We thank D. Huyghebaert, L. Bellen and D. Vanhede for animal care and A. Fossoul and M. Gennadi for excellent technical assistance. We also thank the InfrafrontierGR infrastructure (ERDF and NSRF 2007–2013 and 2014–2020) for providing histology and mCT facilities. A.M. is supported by a grant from the ‘Concerted Research Actions’ (GOA) of the Ghent University. Research in the G.v.L. laboratory is supported by research grants from The Research Foundation—Flanders (FWO), the ‘Geneeskundige Stichting Koningin Elisabeth’ (GSKE), the CBC Banque Prize, the Charcot Foundation, the ‘Belgian Foundation against Cancer’, ‘Kom op tegen Kanker’ and the GOA of Ghent University. The M.A. laboratory is supported by a start-up grant from the Stavros Niarchos Foundation to BSRC ‘Alexander Fleming’.
M.L. is an employee of Janssen Pharmaceutica. All other authors declare no competing interests.
Editor recognition statement: L. A. Dempsey was the primary editor on this article and managed its editorial process and peer review in collaboration with the rest of the editorial team.
Publisher’s note Springer Nature remains neutral with regard to jurisdictional claims in published maps and institutional affiliations.
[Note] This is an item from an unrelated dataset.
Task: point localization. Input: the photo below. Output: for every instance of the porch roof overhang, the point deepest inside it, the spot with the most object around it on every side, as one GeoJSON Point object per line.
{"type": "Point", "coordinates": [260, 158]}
a, Schematic depiction of the A20/Tnfaip3 locus indicating the sequence of the single-stranded oligonucleotide used for mutating the ZnF7 domain that was introduced by pronuclear injection into mouse zygotes, and sequencing result of the wild-type (WT) and of the targeted ZnF7 knock-in allele. Boxes indicate exons 3 to 9 (E3–E9). b, Birth and survival rates of control (A20+/+), A20ZnF7/+ and A20ZnF7/ZnF7 offspring from A20ZnF7/+ x A20ZnF7/+ breeding couples. c, Gross appearance of A20ZnF7/+ and A20ZnF7/ZnF7 mice. d, Representative pictures of spleen and inguinal lymph nodes from 28-week-old control (A20+/+) and A20ZnF7/ZnF7 littermate mice. e, Representative pictures of hindpaws of 15-week-old control (A20+/+) and A20ZnF7/ZnF7 littermates, showing extensive swelling of the toes of the A20ZnF7/ZnF7 mice. f, Representative micro-CT pictures of hindpaws (left) and knees (right) of 28-week-old control (A20+/+) and A20ZnF7/ZnF7 littermates. g, Representative hematoxylin-eosin-stained histological images of ankle joints (left) and toes (right) from 28-week-old control (A20+/+) and A20ZnF7/ZnF7 littermates. Scale bar, 500 µm.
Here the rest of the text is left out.